Vegan high in protein

The funny part is that most people especially non-vegans or non-vegetarians think vegetables have no protein.

While for many vegetables this is true, but it is also true that many vegetables have high amounts of protein content.

The key is to know which types of vegetables have high protein content and than focus on them.

Do not worry I will give you which protein have the highest protein content.

So what you should know is the vegetables generally have a 2 grams of protein per 100gram.

This means veggies with 2 or more grams can be considered high veggie content.

I know when you compared this 2 gram content red meat or chicken which are 29 grams and 31 grams per 100 grams respectively that veggie protein is nothing.

This is the reason that you will need to have about 5 to 6 servings of vegetables (which should not be had since you are eating mostly plant-based food anyway).

The other reason why you will need to combine all these vegan foods to get the required protein content is because the plant based protein is considered the incomplete protein since it tends to miss other amino acids.

AvocadoVegan foods high in protein

Avocado is a great veggie because it also has high fats in addition to high protein content.

Avocado: 2 grams per 100 grams.

Spinach

We have all watch Popeye the cartoon and he was famous for using spinach to give him muscles and energy.

This is because spinach is famous for giving high protein content compared to other vegetables.

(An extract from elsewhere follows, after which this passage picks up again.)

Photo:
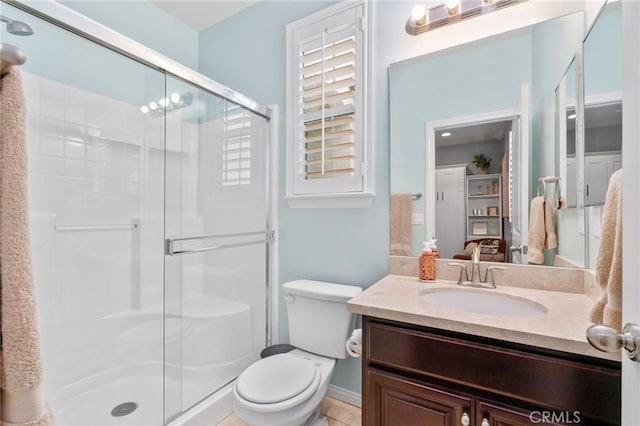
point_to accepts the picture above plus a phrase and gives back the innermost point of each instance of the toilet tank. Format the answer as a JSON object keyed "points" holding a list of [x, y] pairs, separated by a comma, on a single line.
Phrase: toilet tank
{"points": [[318, 318]]}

Protein content: 2.9 grams per 100 grams of serving

Brocolli

Protein content: 2.82 grams per 100 grams of serving.

Corn on the cob

Protein content: 2.1 grams per 100 grams of serving

Oats

Oat is another great source of protein and the great thing is that this food is versatile as it can be eaten for breakfast and also for lunch and supper meals.

Protein content: 16.9 grams of 100 grams of serving.

Protein bars and shakes

Protein shakes have become very trendy in many diets. In the vegan diet there are also a lot of protein shakes and they can even be made by yourself.

More than that there are more and more companies that are starting to produce shakes with cater for vegans.

You can find loads of these online which are super affordable.

What to remember about protein

What you must remember is that a vegan diet or foods has incomplete protein (amino acids).

Generally there are 20 amino acids that make up protein. However, there are 9 amino acids are essential and can not be produced by our bodies naturally so we need foods.

Animal protein is considered complete since it has all these amino acids (all 9), However for plant foods you can never obtain this amino acids from one food or food group.

This is the reason you need to combine many of the foods to get the complete protein.

The foods I just mentioned can be great of your can combine them in your meals throughout the day.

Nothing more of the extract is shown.